Up in the Air opens Wednesday in select theaters
Maybe Diablo Cody wasn't really the brains behind Juno after all.
With just three feature films now under his belt, Jason Reitman has ensconced himself as a talented, unique filmmaker and torchbearer for the seriocomic lineage. For today's movie audiences, he is the mature antidote to the cut-rate knockoffs of Judd Apatow's comedies of arrested development. More broadly, Reitman brings to mind such past masters of the form as Ernst Lubitsch, Preston Sturges and Billy Wilder, who were all adept at depicting love in dark and cynical settings.
The Reitman formula—as best it can be distilled—consists of quirky romances set within tableaus informed by weighty social topics, whether it is the tobacco industry in Thank You For Smoking, teenage pregnancy in Juno or mass unemployment wrought by corporate downsizing and cost leadership in his latest, Up in the Air, a film that has already garnered widespread honors and Oscar buzz.
The intelligence of Up in the Air lies in its ironies. George Clooney stars as Ryan Bingham, a smooth-talking veteran "career transition counselor," a euphemism for being a hired gun paid to handle employee layoffs by corporate bosses too cowardly to do it themselves. Ryan and his company rely upon the misery of others for their own success. In this most impersonal of settings, the jocular Ryan specializes in providing the illusion of a human touch. Walter Kirn, author of the 2001 novel from which the film is loosely adapted, says in the film's notes that "Ryan is like a masseur who comes in and sort of rubs your shoulders while rolling your desk chair into the elevator."
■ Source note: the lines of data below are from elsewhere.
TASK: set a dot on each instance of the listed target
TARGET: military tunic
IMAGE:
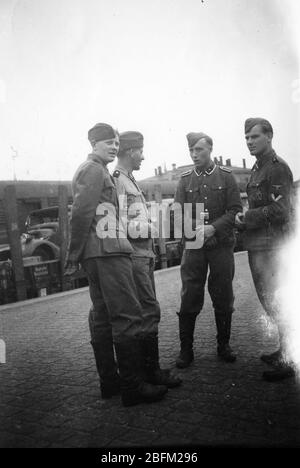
(134, 211)
(217, 189)
(267, 224)
(107, 261)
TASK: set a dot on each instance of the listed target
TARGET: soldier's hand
(71, 267)
(276, 198)
(239, 219)
(209, 231)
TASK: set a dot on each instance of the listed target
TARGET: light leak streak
(288, 293)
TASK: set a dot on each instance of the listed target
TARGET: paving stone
(49, 394)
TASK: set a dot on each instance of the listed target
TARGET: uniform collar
(261, 161)
(124, 171)
(208, 171)
(95, 158)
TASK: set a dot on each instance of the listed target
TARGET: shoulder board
(186, 173)
(225, 169)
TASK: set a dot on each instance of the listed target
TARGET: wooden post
(161, 240)
(11, 214)
(63, 229)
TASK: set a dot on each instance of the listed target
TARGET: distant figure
(215, 187)
(98, 241)
(266, 225)
(130, 157)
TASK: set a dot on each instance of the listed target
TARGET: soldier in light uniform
(133, 206)
(215, 187)
(266, 226)
(98, 241)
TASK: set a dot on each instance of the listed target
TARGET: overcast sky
(163, 67)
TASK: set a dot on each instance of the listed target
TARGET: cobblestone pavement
(49, 393)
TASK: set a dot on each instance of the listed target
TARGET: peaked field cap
(193, 137)
(131, 140)
(101, 131)
(251, 122)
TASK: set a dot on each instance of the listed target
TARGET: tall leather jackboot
(223, 323)
(150, 361)
(107, 367)
(134, 389)
(186, 335)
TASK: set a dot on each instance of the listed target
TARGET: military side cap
(251, 122)
(131, 140)
(193, 137)
(101, 132)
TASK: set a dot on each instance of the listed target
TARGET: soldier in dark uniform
(266, 225)
(215, 187)
(132, 199)
(98, 241)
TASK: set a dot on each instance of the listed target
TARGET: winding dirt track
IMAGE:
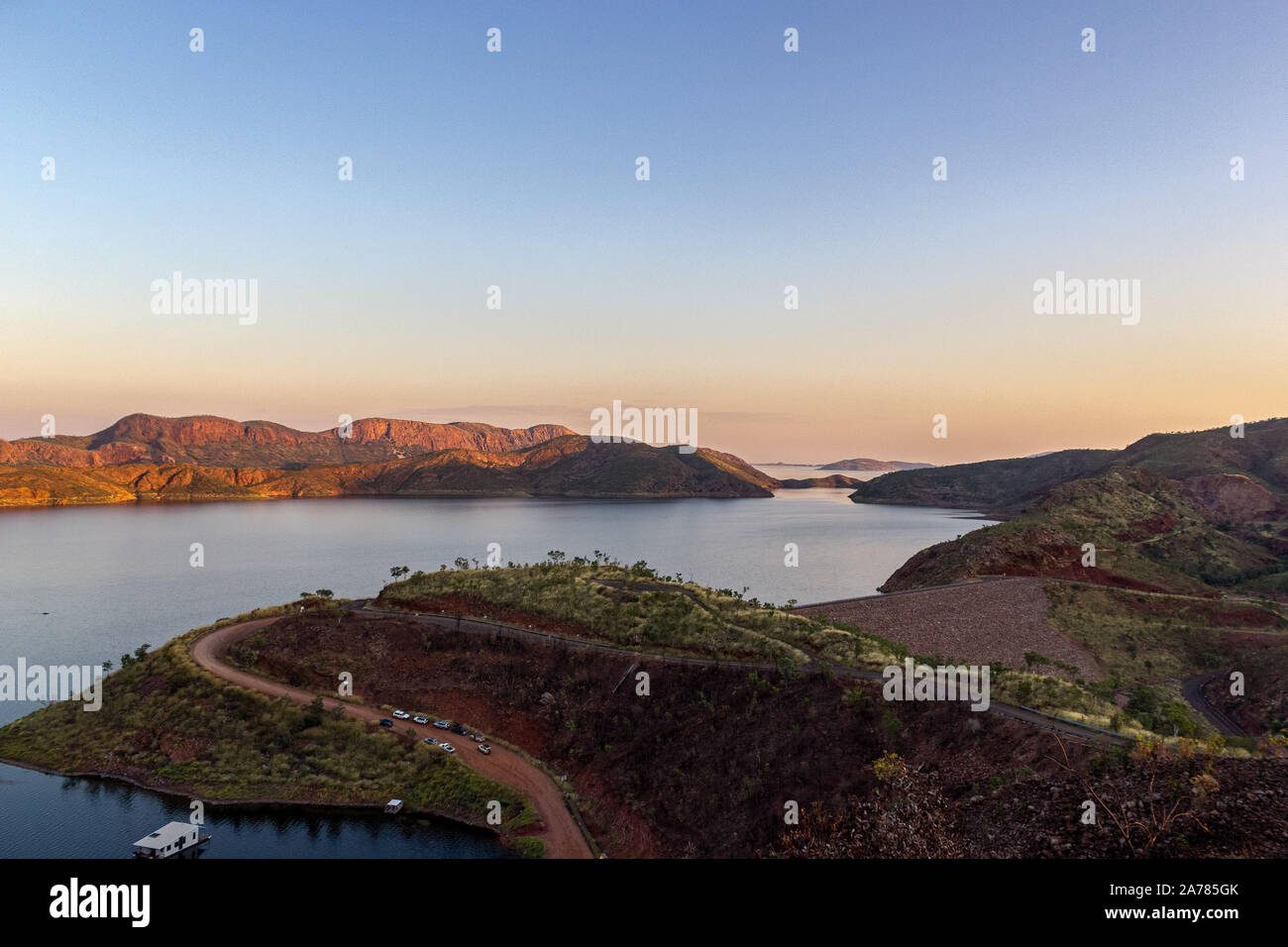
(561, 834)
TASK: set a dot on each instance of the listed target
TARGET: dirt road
(561, 834)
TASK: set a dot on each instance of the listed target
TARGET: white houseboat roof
(165, 835)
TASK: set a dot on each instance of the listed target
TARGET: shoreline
(253, 804)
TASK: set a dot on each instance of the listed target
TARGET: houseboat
(170, 840)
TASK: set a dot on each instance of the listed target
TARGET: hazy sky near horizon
(768, 169)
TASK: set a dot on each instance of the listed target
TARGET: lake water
(98, 818)
(81, 585)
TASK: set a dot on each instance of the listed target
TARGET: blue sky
(516, 169)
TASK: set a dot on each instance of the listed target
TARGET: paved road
(1193, 690)
(561, 832)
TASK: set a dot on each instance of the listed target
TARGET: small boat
(171, 840)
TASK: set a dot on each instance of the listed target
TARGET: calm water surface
(81, 585)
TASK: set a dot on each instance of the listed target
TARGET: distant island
(870, 464)
(150, 459)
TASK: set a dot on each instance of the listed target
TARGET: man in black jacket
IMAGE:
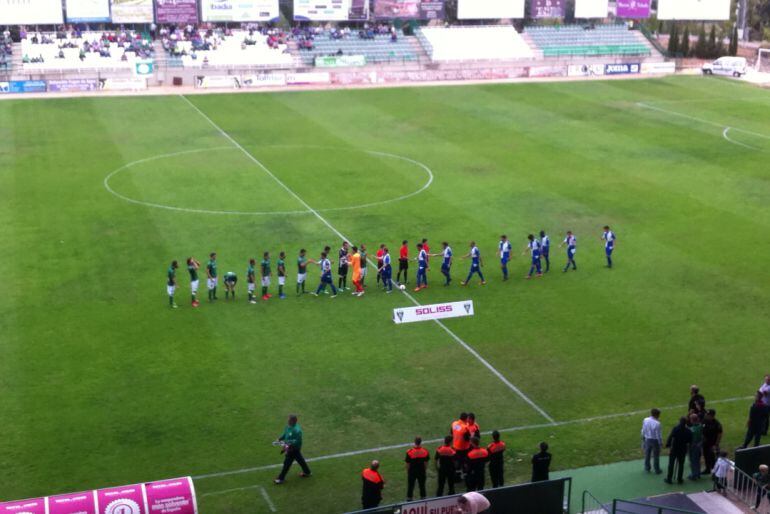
(679, 443)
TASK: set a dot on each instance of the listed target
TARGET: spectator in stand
(371, 496)
(679, 443)
(652, 441)
(756, 422)
(472, 503)
(696, 446)
(541, 464)
(712, 438)
(719, 476)
(696, 399)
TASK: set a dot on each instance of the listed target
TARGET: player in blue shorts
(446, 262)
(571, 242)
(545, 249)
(326, 276)
(609, 244)
(504, 248)
(533, 247)
(385, 271)
(476, 264)
(422, 267)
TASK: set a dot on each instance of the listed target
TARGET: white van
(735, 66)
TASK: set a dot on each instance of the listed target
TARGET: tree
(684, 46)
(711, 46)
(700, 46)
(673, 40)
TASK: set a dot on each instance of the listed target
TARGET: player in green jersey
(251, 278)
(192, 268)
(362, 253)
(266, 273)
(171, 284)
(230, 280)
(280, 266)
(211, 276)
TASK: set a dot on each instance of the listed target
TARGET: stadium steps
(714, 503)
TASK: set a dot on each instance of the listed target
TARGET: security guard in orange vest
(460, 443)
(477, 461)
(496, 450)
(416, 460)
(373, 485)
(445, 465)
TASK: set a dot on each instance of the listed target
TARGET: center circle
(324, 177)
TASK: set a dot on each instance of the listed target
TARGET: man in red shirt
(403, 262)
(380, 255)
(416, 460)
(373, 485)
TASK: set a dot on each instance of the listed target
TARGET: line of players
(355, 258)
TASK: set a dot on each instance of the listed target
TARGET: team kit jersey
(301, 269)
(265, 268)
(446, 258)
(251, 278)
(505, 251)
(193, 277)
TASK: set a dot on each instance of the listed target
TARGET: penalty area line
(339, 234)
(380, 449)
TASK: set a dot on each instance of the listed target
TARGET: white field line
(344, 238)
(733, 141)
(699, 120)
(381, 449)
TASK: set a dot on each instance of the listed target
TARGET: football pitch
(101, 383)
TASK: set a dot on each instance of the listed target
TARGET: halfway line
(331, 227)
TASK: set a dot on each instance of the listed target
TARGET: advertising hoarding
(409, 9)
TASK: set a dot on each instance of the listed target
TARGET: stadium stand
(113, 50)
(474, 43)
(576, 40)
(253, 47)
(377, 46)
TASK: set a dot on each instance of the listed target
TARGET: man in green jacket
(292, 449)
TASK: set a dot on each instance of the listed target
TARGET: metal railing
(590, 505)
(634, 507)
(743, 487)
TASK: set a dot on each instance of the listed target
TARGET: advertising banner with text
(30, 12)
(132, 11)
(547, 8)
(176, 11)
(431, 312)
(635, 9)
(409, 9)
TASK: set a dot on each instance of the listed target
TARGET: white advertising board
(693, 9)
(239, 10)
(591, 8)
(430, 312)
(489, 9)
(30, 12)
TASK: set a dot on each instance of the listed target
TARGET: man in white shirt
(652, 440)
(472, 503)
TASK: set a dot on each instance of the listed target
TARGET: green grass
(102, 384)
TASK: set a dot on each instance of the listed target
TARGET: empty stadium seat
(576, 40)
(474, 43)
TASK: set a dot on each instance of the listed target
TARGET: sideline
(434, 441)
(339, 234)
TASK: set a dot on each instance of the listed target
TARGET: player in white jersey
(326, 276)
(609, 244)
(504, 249)
(545, 249)
(571, 242)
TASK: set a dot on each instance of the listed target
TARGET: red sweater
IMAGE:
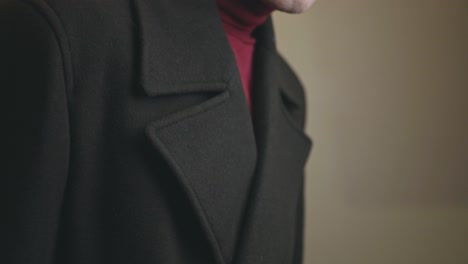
(240, 18)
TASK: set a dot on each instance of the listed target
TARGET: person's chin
(289, 6)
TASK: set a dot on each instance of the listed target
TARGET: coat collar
(183, 48)
(212, 147)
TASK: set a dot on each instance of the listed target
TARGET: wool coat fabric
(127, 138)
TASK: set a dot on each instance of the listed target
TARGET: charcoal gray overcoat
(126, 138)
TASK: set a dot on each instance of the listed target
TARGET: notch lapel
(272, 228)
(209, 145)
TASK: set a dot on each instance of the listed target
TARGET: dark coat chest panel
(147, 151)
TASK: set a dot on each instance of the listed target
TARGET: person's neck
(244, 15)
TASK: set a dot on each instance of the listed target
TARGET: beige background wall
(387, 89)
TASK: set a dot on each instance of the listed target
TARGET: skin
(289, 6)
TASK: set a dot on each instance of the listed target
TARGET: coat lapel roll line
(217, 151)
(210, 146)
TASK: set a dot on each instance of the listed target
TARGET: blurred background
(387, 92)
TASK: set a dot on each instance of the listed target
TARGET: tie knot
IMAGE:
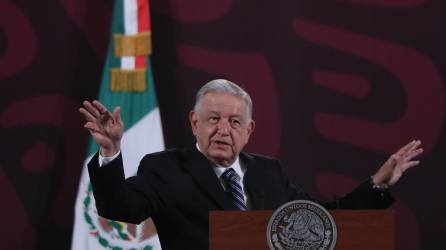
(230, 174)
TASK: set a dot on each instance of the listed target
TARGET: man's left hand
(391, 171)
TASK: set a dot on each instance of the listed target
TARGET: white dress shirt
(239, 169)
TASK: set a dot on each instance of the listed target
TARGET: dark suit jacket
(178, 188)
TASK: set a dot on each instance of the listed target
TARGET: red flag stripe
(143, 26)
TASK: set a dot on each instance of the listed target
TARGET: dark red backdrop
(337, 86)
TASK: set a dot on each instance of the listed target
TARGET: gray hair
(227, 87)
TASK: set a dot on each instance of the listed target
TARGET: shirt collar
(219, 169)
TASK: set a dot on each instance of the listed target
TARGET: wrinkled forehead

Personally, however, Ryan is an isolato who embraces the nomadic lifestyle that comes with his profession. Living hub-to-hub, he has mastered the nuances of air travel, from choosing the proper luggage to gauging the fastest check-in line, and navigates terminals with the agility of Baryshnikov. But spiritually, Ryan is as vapid as his spartanly decorated home apartment: He eschews deep personal entanglements or ambitions, his sole dream being to finally reach the rarified air of 10 million frequent-flyer miles.
It is no accident, then, that romance falls his way during a layover in a hotel bar with a fellow traveler, Alex (Vera Farmiga)—one thing leads to another after they begin comparing platinum club cards. Their burgeoning relationship leads Ryan to reassess his views on love and companionship. Meanwhile, he also finds his professional life in tumult, thanks to a brash neophyte, Natalie (Anna Kendrick), who sells Ryan's boss (Jason Bateman) on a cost-cutting method of video conferencing that will enable terminations to be handled without Ryan or his co-workers ever having to leave their Omaha, Neb., home office.
Fearing this threat to his airborne existence, Ryan takes Natalie on a cross-country firing expedition in an effort to teach her the folly of her system. At the same time, Ryan struggles to cope with his growing feelings for Alex and the pressure to attend the impending nuptials of his kid sister (Melanie Lynskey). Facing midlife, Ryan starts to wonder if it's finally time to grow up.
Ryan's firing sessions are the film's most tense, affecting scenes. Reitman and screenwriter Sheldon Turner occasionally struggle to balance their populist and satirical impulses by playing too clever with the jobless zeitgeist, a deficit aggravated—not alleviated—by the fact that Reitman fills these scenes with real people who've recently lost their jobs. This sort of self-congratulatory casting carries an unsavory aroma similar to the search for destitute extras for Slumdog Millionaire or Joe Wright's The Soloist. However, the film exonerates itself from the charge of exploitation by giving these extras screen time during the closing credits, where they reveal more information about their situations.
Up in the Air hearkens back to such worldly comic masterpieces as Wilder's The Apartment, Lubitsch's The Shop Around the Corner and Sturges' Sullivan's Travels. Clooney flashes his trademark retro leading-man charisma, the talented Kendrick would feel right at home in a screwball comedy, and Farmiga radiates the sophisticated sexuality of classic film noir divas. And just when you think you've got the film's flight plan figured out, Reitman takes an unexpected detour toward a more open-ended, melancholy denouement that evokes the title of this timeless and timely film.